NetBackup supports adding an arbitrary prefix to all objects when restoring. Consequently, it restores objects with a distinct name when it is desired to avoid any interference with the original objects. The Azure Data Lake files and directories, however, do not require a prefix. Instead, the files and directories are restored to a specified alternate location.

By default, NetBackup skips overwriting objects that already exist in the Cloud object store to conserve bandwidth and cloud costs. You can modify this default behavior by using the Overwrite option, thereby enabling the restoration of copies to overwrite the copies stored in the Cloud object store.

Alternate location restores

You can select the objects for restoration:

Scale-out support

NetBackup Cloud object store protection supports configuring NetBackup Snapshot Manager (NBSM) as a backup host in addition to a media server.

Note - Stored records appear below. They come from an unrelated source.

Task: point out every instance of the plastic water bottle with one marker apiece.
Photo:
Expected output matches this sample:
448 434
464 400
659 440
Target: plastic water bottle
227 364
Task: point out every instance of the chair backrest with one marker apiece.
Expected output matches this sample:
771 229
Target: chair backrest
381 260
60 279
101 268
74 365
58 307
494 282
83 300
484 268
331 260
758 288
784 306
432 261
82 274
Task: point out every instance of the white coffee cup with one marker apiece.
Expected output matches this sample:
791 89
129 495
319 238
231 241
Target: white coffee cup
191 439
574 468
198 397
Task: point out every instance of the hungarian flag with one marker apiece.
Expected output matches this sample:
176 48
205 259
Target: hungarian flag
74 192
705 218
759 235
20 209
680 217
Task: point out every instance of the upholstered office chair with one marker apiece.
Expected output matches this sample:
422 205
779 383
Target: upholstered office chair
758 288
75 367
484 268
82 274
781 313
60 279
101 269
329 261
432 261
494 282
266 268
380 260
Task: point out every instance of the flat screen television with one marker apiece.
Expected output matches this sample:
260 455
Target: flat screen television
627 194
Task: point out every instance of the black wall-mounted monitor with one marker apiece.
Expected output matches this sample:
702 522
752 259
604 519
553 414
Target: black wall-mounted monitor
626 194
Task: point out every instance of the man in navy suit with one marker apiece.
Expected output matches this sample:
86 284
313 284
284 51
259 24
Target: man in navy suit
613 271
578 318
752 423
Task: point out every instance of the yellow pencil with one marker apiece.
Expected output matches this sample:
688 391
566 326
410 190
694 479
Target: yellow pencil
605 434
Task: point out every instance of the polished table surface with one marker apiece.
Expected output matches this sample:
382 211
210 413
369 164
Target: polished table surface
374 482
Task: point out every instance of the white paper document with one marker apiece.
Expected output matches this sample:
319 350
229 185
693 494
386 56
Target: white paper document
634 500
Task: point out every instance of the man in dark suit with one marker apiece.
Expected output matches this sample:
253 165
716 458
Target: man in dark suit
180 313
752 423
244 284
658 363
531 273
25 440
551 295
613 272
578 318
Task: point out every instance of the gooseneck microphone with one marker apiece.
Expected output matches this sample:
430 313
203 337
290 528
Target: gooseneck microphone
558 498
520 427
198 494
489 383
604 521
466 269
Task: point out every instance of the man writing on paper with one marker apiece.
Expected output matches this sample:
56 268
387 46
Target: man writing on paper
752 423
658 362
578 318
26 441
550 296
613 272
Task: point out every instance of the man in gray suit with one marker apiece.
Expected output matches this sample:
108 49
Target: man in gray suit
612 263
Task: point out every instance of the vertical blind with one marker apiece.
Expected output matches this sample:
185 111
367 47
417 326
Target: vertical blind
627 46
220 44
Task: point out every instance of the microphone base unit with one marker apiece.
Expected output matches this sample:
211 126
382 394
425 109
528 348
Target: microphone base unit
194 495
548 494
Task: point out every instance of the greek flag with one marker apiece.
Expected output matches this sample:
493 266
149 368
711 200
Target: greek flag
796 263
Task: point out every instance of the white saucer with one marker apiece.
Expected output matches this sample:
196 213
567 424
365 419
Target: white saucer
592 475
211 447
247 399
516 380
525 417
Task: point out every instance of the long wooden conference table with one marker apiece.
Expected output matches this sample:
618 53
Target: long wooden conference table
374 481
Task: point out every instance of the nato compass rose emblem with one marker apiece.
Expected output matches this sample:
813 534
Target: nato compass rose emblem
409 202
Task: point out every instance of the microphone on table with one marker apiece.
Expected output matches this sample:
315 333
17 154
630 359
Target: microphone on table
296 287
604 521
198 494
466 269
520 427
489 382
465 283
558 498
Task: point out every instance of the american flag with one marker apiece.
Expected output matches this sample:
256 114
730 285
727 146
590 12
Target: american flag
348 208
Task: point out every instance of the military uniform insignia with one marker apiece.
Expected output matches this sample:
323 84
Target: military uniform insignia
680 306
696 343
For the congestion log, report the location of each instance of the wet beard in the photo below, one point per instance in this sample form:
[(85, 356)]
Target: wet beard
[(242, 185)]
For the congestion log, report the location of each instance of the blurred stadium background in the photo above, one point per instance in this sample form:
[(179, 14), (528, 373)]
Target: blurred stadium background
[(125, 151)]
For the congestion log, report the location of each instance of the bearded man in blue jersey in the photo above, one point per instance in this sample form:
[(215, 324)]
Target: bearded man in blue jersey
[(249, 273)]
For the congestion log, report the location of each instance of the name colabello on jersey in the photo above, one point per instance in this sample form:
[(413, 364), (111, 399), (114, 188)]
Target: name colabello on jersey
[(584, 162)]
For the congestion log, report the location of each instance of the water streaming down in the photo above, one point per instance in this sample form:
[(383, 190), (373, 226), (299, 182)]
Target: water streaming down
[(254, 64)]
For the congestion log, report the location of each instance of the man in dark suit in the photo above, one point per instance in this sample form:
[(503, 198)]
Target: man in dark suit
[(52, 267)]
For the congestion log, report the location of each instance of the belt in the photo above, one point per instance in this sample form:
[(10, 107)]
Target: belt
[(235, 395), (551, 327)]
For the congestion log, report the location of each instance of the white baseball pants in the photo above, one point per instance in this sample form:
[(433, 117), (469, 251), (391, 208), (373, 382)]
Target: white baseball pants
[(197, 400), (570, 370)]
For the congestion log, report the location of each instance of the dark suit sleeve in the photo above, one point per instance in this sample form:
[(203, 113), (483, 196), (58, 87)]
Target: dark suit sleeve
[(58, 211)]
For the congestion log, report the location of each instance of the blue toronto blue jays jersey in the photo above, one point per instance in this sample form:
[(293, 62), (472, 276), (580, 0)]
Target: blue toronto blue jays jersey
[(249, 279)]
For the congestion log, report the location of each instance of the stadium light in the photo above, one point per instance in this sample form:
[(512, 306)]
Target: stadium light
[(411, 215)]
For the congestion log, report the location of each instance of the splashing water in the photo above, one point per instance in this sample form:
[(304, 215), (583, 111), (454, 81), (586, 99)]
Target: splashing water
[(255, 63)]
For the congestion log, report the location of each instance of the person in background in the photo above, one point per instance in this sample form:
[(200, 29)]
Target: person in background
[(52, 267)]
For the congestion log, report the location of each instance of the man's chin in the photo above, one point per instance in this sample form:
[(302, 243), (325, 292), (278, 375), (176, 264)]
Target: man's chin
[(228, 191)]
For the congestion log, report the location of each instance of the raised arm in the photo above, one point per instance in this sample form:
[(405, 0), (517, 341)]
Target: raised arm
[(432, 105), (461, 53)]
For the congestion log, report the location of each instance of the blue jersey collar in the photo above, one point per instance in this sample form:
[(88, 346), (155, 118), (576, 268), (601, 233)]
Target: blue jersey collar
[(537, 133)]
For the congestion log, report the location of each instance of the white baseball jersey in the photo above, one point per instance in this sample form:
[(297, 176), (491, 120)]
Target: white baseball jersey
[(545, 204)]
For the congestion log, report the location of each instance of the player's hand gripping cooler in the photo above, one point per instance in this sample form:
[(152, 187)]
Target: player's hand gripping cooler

With the scale-out server option, you can manage many buckets in your Cloud object store. You do not need to configure multiple backup hosts, and create multiple policies to distribute the load across these backup hosts. NetBackup Snapshot Manager is capable of deploying as many datamover containers as necessary during operation, and then reducing them when the protection tasks are completed.

Object lock

This feature lets you retain the original object lock properties and also provides an option to customize the object lock properties. If you use object lock properties on objects that have been restored, you can't delete those objects until the retention period is over, or the legal holds are removed. You can use the Object lock and retention properties without any configuration during policy creation and backup.